A person or animal suffering from emaciation has an extremely low body weight. This symptom of a variety of diseases or conditions like starvation is fairly easy to recognize. The human or animal looks severely underweight, with many bones sticking out prominently. Depending on its cause, emaciation may have other features, and while from the outside these symptoms look severe, on the inside of the body it is more dangerous, as most of the body’s systems aren't provided with the nutrition required to function well or normally. The more severe low body weight is, the more risk this poses.

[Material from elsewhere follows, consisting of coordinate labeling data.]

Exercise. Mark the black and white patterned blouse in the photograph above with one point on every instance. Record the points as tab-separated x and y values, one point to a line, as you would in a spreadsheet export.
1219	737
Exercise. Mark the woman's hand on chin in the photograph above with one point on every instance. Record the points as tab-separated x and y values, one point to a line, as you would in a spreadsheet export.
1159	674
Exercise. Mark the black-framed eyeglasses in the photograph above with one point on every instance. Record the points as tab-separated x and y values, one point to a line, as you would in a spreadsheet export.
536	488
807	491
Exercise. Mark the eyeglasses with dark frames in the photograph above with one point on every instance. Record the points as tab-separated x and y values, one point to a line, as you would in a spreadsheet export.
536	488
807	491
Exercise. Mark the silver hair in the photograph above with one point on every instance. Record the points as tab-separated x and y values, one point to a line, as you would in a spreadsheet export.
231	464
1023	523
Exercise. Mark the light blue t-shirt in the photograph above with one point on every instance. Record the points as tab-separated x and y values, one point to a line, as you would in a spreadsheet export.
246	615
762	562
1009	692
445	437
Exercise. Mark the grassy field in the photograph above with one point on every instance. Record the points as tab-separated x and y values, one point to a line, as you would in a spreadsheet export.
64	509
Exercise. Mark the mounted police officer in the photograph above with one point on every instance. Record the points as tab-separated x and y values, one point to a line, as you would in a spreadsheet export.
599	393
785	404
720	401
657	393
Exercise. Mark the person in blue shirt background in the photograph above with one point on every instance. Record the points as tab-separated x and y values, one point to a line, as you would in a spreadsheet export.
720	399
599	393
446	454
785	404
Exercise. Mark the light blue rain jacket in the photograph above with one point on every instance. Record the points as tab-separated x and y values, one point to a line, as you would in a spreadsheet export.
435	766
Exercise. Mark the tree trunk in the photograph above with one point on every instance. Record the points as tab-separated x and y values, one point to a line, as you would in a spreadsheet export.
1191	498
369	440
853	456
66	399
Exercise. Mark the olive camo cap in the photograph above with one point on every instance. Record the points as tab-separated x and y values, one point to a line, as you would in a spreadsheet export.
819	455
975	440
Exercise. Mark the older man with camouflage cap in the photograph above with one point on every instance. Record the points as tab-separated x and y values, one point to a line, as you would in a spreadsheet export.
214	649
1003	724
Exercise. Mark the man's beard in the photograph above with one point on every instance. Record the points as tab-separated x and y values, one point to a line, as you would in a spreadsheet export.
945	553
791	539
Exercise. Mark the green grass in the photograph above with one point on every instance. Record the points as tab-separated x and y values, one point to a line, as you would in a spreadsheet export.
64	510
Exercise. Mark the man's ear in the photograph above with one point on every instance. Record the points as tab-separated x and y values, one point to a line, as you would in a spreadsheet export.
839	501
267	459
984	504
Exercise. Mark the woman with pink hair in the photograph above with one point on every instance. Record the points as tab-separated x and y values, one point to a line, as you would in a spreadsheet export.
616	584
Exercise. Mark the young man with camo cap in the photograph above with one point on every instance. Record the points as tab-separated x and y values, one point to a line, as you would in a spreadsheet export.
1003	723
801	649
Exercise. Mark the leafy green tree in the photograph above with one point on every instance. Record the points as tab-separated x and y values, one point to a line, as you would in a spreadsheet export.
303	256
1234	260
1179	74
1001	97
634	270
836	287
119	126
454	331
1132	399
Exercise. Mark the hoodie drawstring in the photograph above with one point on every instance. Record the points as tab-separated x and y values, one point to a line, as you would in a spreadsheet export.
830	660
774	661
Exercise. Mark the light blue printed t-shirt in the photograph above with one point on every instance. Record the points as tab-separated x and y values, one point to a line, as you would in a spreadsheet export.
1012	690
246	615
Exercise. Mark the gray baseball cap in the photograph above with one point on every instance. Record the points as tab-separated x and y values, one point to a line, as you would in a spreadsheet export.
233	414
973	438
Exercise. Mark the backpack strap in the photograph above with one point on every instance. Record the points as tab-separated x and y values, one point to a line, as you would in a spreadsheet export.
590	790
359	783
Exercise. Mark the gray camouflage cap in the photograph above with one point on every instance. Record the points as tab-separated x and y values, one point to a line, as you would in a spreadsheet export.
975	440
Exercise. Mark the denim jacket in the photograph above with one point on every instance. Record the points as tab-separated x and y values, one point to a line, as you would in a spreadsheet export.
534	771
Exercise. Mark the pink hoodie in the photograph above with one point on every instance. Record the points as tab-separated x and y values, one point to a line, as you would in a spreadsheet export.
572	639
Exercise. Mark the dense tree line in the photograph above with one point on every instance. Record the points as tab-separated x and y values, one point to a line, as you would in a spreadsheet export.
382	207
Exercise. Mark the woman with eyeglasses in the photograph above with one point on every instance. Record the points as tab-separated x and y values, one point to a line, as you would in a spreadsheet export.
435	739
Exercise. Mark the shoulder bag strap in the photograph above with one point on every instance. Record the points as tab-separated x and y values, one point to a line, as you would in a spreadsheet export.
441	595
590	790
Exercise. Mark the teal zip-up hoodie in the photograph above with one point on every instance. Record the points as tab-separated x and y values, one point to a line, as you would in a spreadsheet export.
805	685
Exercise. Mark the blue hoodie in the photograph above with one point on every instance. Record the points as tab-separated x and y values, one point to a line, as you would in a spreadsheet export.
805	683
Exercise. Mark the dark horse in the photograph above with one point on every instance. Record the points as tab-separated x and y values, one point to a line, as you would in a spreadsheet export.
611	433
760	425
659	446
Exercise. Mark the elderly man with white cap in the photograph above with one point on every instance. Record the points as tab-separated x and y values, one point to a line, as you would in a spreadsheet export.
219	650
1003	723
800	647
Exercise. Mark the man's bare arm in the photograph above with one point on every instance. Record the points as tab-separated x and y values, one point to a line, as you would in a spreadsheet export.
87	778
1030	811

Emaciation has numerous causes, and things like involuntary starvation should not be overlooked. In areas where poverty is extreme, few residents may get the nutrition they need and they may begin to show signs of emaciation. Appearance isn’t the only issue, and starvation is life-threatening — claiming the lives of about 16,000 children a day, in direct or indirect forms. The profound state of malnutrition that accompanies emaciation can either result in conditions like organ shut-down or it makes people so vulnerable to disease that they cannot fight any form of infection.
Certain forms of starvation are potentially easier to prevent because they arise not from lack of food access, but from eating disorders like anorexia and bulimia. In the most severe cases, sufferers of these conditions become emaciated too, with weights that are considered well below normal. A diagnostic criterion on what precisely constitutes emaciation varies. It’s often defined as weight one half to one third less than expected normal body weight.
With eating disorders, the outward appearance can change dramatically, though the person who is ill is seldom able to see that he or she is far too thin. As fewer calories fuel the body, organ failure can occur, and anorexics are especially vulnerable to developing life-threatening heart conditions. Any type of extreme low weight may lead to changes in mood, a pervasive sense of low energy, and a complete weakening of the immune system.
In developing countries, diseases like kwashiorkor may be a complication of being emaciated. This form of low body weight has a recognizable appearance with an abdomen that is distended, while the upper ribs are prominent. Vulnerability to disease is high with this illness, which is typically due not only to inadequate food, but inadequate intake of high protein foods.
Additional causes of emaciation are varied. Cancer and HIV can result in striking weight loss and wasting of the muscles in a condition called cachexia. This particularly occurs in people who are at end stages of these illnesses. Any illness that fails to synthesize nutrients properly might also be related to emaciation or the cause of it. In all instances, this symptom is extremely serious and requires immediate intervention.